Having an oyster problem?
In April, the Danish embassy in China posted a cheeky article on Weibo regarding their invasive oyster issue along the coast of Ribe, a small Danish town.
These giant oysters, known as the Pacific oysters are damaging their shore’s ecological system and are endangering the native Limfjord species.
This has become a major problem after a decade of non-interference by the Danish people and government.
Their expansion is unbridled due to the lack of natural enemies.
The surplus has become a burden, but not to Chinese food enthusiasts who see them as a culinary delicacy.
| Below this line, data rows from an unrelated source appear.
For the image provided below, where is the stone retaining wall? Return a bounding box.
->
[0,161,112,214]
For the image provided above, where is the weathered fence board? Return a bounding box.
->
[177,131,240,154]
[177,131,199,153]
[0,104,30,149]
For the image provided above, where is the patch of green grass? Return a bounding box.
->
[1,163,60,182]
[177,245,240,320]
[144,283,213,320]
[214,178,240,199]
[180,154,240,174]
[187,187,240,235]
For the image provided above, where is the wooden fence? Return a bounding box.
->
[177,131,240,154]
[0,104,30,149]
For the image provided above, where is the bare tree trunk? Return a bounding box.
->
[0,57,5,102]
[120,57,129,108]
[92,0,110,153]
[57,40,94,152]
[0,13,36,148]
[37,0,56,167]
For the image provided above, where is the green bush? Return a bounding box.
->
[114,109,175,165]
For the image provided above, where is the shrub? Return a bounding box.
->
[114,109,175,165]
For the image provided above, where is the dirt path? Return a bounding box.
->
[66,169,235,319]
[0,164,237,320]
In response, many Chinese netizens gave witty solutions, most of which mentioned about consuming them all.
Some suggested exporting to China while others wanted tour package deals to bring the Chinese to the location for a feast.
One well received comment recommended “oyster visas” where a 10-year unlimited entry with a maximum stay of 1 month each time would ensure the extinction of these marine mollusks within 5 years.
Following the explosive reaction, a Chinese woman, Ms Bian, who has been living in Denmark for 7 years, took the initiative in helping clear up the shores by collecting and eating 150 kg of oysters in May.
Image via Shanghaiist
According to the Sichuan native, she wanted to contribute actively to the issue and to cultivate a Sino-Danish friendship.
The Chengdu Business Daily reports that she had dug up massive amounts of oysters and cooked them in Sichuanese style for her family and friends.
Her Danish friends were very receptive to the traditionally spicy orientation.
Here are some pictures of her haul (Images via Shanghaiist):
Over the recent weeks, commercial deals have been discussed between Alibaba and other e-commerce companies to provide exporting services.
The Danish embassy in China also said that they will bring these ideas to the relevant authorities for consideration.